Les principaux concernés sont les bénéficiaires de l’assurance accident et de l’assurance invalidité. Déçue par le résultat du scrutin, l’association Inclusion handicap dénonce une campagne qui a stigmatisé les bénéficiaires de l’AI. «Sous couvert de la fraude aux assurances, c’est maintenant l’abus de la part des assureurs qui sera favorisé», a-t-elle réagi hier.

Pour les socialistes, les Verts et les syndicats, qui se sont associés au référendum lancé par un comité de citoyens, il faut maintenant veiller à une application mesurée de la loi. «Cela valait la peine de mener le débat, on se rappellera des garanties données pendant la campagne», souligne la vice-présidente des Verts Lisa Mazzone. «Nous nous assurerons que les détectives, comme promis, ne puissent pas procéder à des observations à l’intérieur des habitations. Il n’est pas exclu qu’un nouveau cas remonte à Strasbourg».

Pression sur la Suva

De leur côté, les syndicats mettent la pression sur l’assurance accidents Suva. Ils attendent d’elle un comportement exemplaire du fait de l’implication des partenaires sociaux dans son conseil.

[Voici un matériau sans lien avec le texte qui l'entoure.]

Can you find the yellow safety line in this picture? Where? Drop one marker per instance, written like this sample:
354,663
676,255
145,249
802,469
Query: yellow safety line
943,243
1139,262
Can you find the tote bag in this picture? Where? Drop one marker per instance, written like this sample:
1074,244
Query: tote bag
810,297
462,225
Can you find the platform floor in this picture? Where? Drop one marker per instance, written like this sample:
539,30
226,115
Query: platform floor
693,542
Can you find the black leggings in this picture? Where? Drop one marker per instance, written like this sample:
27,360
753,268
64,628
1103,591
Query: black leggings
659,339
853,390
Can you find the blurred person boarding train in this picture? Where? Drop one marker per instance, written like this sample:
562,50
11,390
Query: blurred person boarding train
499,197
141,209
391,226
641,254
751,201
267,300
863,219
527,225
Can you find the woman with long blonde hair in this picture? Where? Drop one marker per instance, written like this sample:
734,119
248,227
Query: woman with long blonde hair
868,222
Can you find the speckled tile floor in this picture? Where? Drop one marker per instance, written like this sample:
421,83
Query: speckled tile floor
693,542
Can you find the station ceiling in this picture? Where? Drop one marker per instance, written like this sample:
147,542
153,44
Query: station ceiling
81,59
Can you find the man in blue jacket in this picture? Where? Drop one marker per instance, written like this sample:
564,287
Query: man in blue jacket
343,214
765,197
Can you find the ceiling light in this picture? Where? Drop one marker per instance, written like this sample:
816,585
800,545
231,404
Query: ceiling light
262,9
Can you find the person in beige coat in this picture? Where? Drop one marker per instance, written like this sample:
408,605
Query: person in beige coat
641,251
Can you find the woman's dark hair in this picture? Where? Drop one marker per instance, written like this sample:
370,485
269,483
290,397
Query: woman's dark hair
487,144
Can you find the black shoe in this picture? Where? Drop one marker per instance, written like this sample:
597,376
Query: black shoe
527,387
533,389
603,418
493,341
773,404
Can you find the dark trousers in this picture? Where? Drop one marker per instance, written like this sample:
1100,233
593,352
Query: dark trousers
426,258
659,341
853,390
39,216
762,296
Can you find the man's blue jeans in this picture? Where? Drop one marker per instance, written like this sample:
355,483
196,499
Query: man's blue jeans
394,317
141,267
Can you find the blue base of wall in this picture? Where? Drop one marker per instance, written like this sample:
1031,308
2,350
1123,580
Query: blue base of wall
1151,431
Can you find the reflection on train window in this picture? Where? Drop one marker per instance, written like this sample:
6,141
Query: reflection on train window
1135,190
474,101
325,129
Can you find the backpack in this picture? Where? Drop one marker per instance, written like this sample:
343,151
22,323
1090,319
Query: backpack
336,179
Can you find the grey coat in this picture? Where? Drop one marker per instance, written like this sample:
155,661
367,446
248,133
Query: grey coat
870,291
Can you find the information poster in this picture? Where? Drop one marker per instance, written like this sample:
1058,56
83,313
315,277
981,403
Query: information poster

Il reste encore un point à régler par la justice: le comité référendaire a porté plainte, en juin, contre l’information «tendancieuse» des pouvoirs publics. Par la suite, la Chancellerie a reconnu une erreur dans un tableau figurant dans la brochure du Conseil fédéral. Au vu de la netteté du vote, il est cependant peu probable que le Tribunal fédéral donne suite à la plainte

Commentaire Christiane Imsand

Pour les uns, il en allait de la crédibilité des assurances sociales, pour les autres, de la protection de la sphère privée. Les premiers l’ont emporté, car la loi était formulée de telle sorte qu’un vote négatif aurait été perçu comme une démission face aux fraudeurs. Or, les abus existent et ce n’est pas parce qu’ils sont peu nombreux qu’il faut s’empêcher de les combattre.

Si le pouvoir de police conféré aux assureurs est néanmoins une source d’inquiétude, c’est parce qu’il s’inscrit dans une tendance toujours plus forte à réduire le cadre de la sphère privée. Non pas qu’il faille avoir peur de caméras dans sa chambre à coucher. La jurisprudence du Tribunal fédéral est suffisamment claire pour éviter cette dérive. Mais il y a bien d’autres façons de savoir ce que fait le simple citoyen. Le téléphone portable permet de tracer son itinéraire et de connaître ses relations, ses cartes de crédit d’analyser ses dépenses et bientôt sa carte d’assuré permettra de tout savoir sur son état de santé.

A chaque autre innovation, on nous assure que tout est verrouillé, mais dès lors que des clés d’accès existent, on peut être sûr qu’elles seront utilisées un jour ou l’autre, notamment au nom de la sécurité. Cela s’est vérifié dans divers pays dans le contexte de la lutte contre le terrorisme.

Cette évolution mérite qu’on soit attentif à toute réforme susceptible de réduire encore plus la sphère privée. Pas par paranoïa, mais pour éviter un excès de confiance contre-productif.